「篤」が「あつし」に変わるまで(24)
主要登場人物・団体
●僕・・・この物語の主人公。わたくし、大村あつしのこと。
●品川出版(株)・・・在京の出版社。実在する会社だが仮名。
●秋田・・・ジャーナリスト。実在する人物だが仮名。
●青森・・・東新宿出版の編集長。実在する人物だが仮名。
●東新宿出版・・・新宿にある出版社。実在する会社だが仮名。
Episode 24
- 3,000冊を自腹購入!? -
僕の履歴書と本の企画書を読み終えた東新宿出版の青森編集長は「これが完成品ですか・・・」と原稿に目を落とした。
そして、僕が「はい、そうです」と答えるよりも早く信じがたい条件付きで出版を確約してくれた。

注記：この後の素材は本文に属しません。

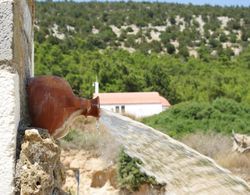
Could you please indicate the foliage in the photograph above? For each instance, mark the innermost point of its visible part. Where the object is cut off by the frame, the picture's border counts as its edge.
(87, 16)
(82, 55)
(222, 115)
(129, 175)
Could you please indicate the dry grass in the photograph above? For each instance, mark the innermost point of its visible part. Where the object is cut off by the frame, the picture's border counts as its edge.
(209, 144)
(219, 147)
(88, 134)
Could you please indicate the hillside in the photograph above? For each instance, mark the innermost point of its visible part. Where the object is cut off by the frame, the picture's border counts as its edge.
(185, 30)
(80, 41)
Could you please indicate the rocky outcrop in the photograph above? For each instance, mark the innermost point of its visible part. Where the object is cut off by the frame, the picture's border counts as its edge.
(39, 170)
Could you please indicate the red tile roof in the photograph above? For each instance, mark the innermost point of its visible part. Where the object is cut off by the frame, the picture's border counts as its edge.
(132, 98)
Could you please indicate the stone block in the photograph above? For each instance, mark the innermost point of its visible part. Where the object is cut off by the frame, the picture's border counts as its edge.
(9, 120)
(6, 27)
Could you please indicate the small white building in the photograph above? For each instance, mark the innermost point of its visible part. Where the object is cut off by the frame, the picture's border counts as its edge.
(138, 104)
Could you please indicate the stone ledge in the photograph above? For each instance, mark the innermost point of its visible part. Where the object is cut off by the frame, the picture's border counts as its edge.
(6, 26)
(9, 120)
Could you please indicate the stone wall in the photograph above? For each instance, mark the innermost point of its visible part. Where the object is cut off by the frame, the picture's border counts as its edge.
(16, 65)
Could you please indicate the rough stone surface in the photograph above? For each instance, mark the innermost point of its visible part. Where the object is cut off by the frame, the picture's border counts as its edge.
(182, 169)
(16, 61)
(23, 48)
(39, 170)
(9, 119)
(6, 27)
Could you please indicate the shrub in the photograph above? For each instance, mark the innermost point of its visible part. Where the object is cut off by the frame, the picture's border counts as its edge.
(222, 115)
(129, 175)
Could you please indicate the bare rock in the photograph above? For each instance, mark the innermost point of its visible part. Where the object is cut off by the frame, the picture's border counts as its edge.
(39, 170)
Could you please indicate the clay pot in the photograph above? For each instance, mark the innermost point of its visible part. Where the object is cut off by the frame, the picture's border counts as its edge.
(53, 105)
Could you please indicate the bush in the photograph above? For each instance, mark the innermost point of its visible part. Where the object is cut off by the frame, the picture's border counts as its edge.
(222, 115)
(129, 175)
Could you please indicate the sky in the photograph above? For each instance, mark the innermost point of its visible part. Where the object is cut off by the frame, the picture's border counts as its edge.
(196, 2)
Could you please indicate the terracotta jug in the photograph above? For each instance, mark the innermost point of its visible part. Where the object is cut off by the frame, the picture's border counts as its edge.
(53, 105)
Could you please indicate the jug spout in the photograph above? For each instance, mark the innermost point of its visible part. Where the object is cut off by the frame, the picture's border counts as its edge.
(53, 105)
(94, 109)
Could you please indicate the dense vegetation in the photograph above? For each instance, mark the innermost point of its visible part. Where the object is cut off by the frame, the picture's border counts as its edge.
(174, 78)
(148, 27)
(148, 47)
(130, 176)
(222, 116)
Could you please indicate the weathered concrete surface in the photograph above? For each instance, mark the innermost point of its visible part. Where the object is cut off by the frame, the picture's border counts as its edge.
(39, 170)
(6, 27)
(9, 119)
(16, 61)
(182, 169)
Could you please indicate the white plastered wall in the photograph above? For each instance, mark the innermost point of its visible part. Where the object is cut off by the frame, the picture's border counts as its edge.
(138, 110)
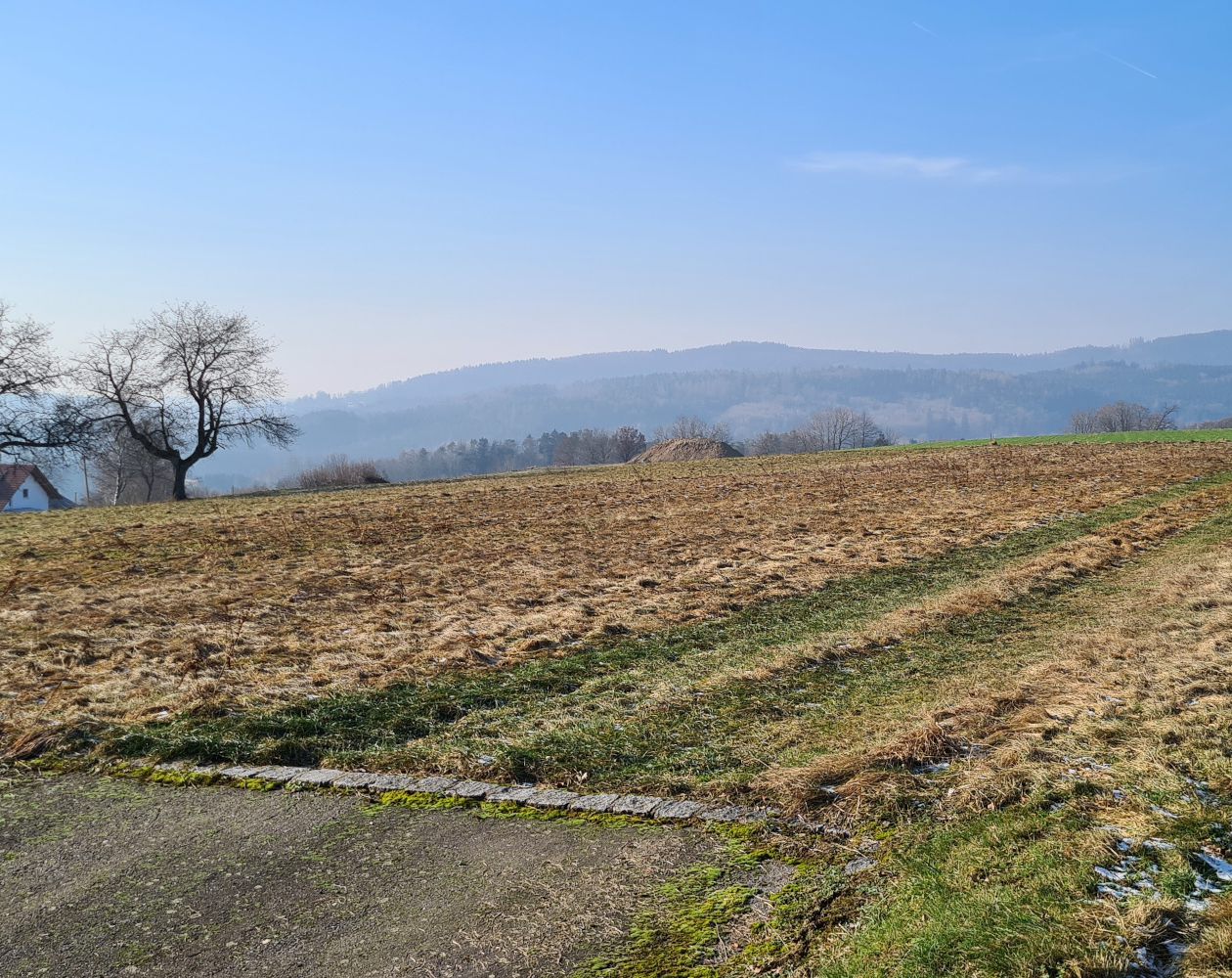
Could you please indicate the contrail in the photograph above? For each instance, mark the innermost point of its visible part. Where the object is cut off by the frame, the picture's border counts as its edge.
(1130, 65)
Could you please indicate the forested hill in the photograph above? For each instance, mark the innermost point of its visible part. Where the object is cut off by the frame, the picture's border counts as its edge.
(923, 404)
(1207, 349)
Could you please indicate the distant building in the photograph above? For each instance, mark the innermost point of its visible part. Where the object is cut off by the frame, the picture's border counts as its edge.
(26, 489)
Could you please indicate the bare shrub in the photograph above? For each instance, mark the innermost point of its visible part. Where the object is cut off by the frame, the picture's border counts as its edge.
(335, 470)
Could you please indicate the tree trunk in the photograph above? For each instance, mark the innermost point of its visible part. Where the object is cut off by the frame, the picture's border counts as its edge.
(181, 473)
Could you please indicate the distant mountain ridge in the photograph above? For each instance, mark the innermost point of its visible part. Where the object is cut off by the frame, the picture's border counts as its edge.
(750, 387)
(1199, 349)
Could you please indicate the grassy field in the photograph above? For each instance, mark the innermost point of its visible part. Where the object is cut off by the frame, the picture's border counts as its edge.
(994, 680)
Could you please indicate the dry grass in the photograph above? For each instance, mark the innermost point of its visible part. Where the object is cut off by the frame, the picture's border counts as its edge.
(124, 613)
(1156, 653)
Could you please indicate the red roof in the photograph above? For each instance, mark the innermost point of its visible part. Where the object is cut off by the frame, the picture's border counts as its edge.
(11, 477)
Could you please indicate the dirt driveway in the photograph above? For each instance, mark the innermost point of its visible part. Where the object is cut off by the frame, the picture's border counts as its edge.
(101, 877)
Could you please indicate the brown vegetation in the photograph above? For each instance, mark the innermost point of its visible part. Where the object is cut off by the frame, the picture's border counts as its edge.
(687, 450)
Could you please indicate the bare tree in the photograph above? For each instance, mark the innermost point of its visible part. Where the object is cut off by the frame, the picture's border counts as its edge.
(1123, 416)
(629, 442)
(1083, 422)
(186, 382)
(768, 442)
(123, 470)
(33, 417)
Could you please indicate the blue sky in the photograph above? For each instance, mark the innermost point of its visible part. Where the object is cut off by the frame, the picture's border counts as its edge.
(403, 188)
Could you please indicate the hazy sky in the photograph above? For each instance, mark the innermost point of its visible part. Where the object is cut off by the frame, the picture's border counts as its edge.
(404, 188)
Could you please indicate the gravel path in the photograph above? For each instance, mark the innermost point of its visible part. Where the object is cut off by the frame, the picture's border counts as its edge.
(101, 877)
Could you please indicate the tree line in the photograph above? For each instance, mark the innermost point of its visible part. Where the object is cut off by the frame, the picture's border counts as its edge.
(827, 430)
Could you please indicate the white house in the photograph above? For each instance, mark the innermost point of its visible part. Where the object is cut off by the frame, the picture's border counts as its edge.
(26, 489)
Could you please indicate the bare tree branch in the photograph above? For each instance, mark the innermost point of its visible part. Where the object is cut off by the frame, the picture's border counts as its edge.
(186, 382)
(34, 417)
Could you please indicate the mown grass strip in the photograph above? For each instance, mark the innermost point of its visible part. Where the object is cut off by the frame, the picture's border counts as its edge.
(364, 725)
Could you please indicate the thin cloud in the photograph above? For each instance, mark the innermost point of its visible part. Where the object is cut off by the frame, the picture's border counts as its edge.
(1131, 66)
(956, 169)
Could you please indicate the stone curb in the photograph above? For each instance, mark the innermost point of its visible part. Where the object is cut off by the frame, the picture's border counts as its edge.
(643, 806)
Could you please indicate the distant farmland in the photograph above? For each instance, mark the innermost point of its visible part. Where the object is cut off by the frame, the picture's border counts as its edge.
(991, 679)
(127, 613)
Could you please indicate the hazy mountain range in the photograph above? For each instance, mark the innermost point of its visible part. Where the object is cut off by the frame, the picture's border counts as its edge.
(752, 387)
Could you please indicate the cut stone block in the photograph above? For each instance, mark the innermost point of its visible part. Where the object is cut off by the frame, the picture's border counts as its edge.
(678, 810)
(392, 782)
(594, 803)
(355, 779)
(319, 777)
(635, 805)
(280, 774)
(241, 772)
(472, 788)
(512, 794)
(434, 784)
(552, 798)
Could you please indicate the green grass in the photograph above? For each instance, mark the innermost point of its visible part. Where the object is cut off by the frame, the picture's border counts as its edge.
(633, 713)
(1009, 891)
(1118, 437)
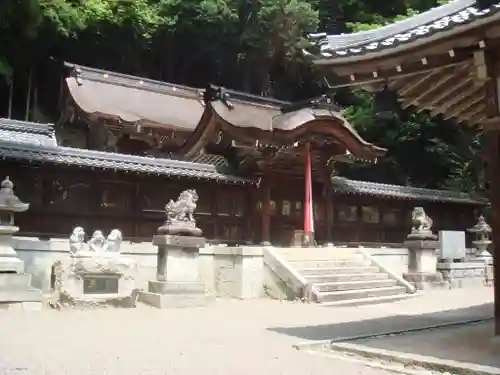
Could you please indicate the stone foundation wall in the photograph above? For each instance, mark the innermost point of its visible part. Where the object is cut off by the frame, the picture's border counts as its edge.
(235, 272)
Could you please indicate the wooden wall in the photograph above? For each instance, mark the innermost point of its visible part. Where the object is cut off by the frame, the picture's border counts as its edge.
(63, 197)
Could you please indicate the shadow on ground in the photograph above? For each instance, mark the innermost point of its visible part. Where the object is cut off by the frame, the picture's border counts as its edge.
(383, 325)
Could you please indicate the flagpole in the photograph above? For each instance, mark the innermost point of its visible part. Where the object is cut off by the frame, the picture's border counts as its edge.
(308, 201)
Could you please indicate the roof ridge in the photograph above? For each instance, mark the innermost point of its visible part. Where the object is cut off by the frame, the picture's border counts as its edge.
(234, 94)
(414, 188)
(404, 25)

「5,000冊刷りましょう。その代わり、そのうち3,000冊は大村さんが購入してください」
「え!?」
「2,000冊は、うちが店頭で売りさばきます。ただ、最低3,000冊売れる保証がなければ、この企画に乗るのは少しリスクが大きすぎますから」
ちょ、ちょっと待ってよ。
定価が2,500円として・・・
3,000冊で・・・7,500,000円!?
反射的に暗算を終えた僕の頭が、悲鳴をあげろと命令を下す。
「7,500,000円じゃないですか!私にその金額を負担しろとおっしゃるんですか!それでは、自費出版と変わらないじゃないですか!」
「いえいえ、違います。きちんと東新宿出版として出版します。当然、書籍コードも取得して、全国の書店に並べます。それに、もちろん大村さんが個人で3,000冊所有していても仕方ありません。2,000冊はうちが売りますので、3,000冊を売りさばけるルートをご自分で開拓してください、ということです」
よほどの馬鹿でない限り、この時点で諦めるであろう。
しかし、僕はその「よほどの馬鹿」であったようだ。